We were buying eggs this weekend, and saw these…boiled and dyed eggs. They are sold in packs of twelve, in six different colors. The grocery store sells them as ‘pre dyed’ eggs. I could not believe my eyes. Now you don’t even have to boil and dye the eggs to have an Easter Egg hunt. You can buy them and put them out, as if you did it all yourself. 

Is this brilliant or progress with a question mark? I remember as a kid waiting for Easter to arrive so we could spend an afternoon coloring eggs. Mom would put the vinegar and coloring tablets in the plastic cup, then we took that crazy crooked piece of metal and dipped the hard boiled egg into the dye. When we were little, that was all we did and had a blast doing it. As we grew up we got more sophisticated in coloring our eggs. One year we built up layers of wax between the dipping process and made the eggs colorful and three dimensional. Another year we dyed the eggs with natural elements like onion skins.
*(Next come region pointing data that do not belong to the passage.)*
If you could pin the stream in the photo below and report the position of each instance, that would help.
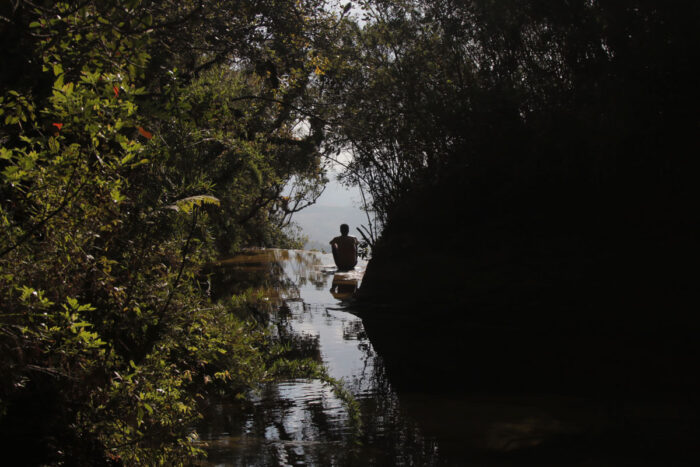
(302, 422)
(427, 422)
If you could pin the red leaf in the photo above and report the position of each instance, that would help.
(145, 134)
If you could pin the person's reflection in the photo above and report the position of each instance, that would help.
(342, 287)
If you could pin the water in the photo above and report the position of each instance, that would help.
(430, 420)
(303, 422)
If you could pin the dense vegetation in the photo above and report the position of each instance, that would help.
(541, 154)
(531, 155)
(141, 139)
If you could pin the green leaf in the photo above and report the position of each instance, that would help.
(186, 204)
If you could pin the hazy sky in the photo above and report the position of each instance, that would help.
(337, 205)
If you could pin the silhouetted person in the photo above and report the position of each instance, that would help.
(344, 249)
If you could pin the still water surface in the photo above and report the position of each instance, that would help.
(302, 422)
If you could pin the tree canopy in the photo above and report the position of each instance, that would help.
(140, 140)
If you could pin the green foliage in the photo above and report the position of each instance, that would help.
(146, 138)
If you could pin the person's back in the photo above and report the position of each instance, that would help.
(344, 249)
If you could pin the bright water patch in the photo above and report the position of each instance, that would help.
(302, 422)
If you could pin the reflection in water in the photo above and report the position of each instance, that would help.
(302, 422)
I also remember using crayons and marbelizing kits to create unique eggs. It was not only fun but a great way to spend time with my brothers without arguing. We were united in our quest for the perfect dyed egg. 

After the eggs dried, we waited for Easter to arrive so we could conduct the ‘official’ Easter egg hunt. Growing up in Illinois meant some years we had to hide the eggs inside or risk losing them in the snow. My parents counted them carefully before and after the hunt to insure that rotten eggs did not invade our home in Summer. Sometimes we had a couple hunts – once we found them, we hid them again. It was a rite of Spring and paved the way for warm weather to arrive. 

When I saw these eggs in the store, I thought of all the children who would be robbed of the messy fun of coloring their own eggs. They will not get to enjoy the process, the colors, the transformation or the satisfaction of finding an egg they spent time creating.  I felt sorry for them, the fun they would miss due to an overscheduled family. Then I thought about the parents working two jobs to make ends meet, or the single Mom doing all she can to keep a float. I thought of the divorced Dads who forget about Easter until they realized it was ‘their weekend’ with no eggs to hide. The grandparents who can’t manage the egg dying process anymore, or the baby sitter covering for a sick parent on a holiday weekend. I may not want to buy these eggs, yet for someone they may mean the difference between disappointment and elation. 

It is not our place to judge what memories others create for their children, or compare them to our childhood. Let’s just be thankful for the grocery store employees who took the time to boil and dye these eggs, so some little boy or girl could hunt them with joy. And say a prayer and kind word for the adults who see these as a blessed relief in a time of chaos.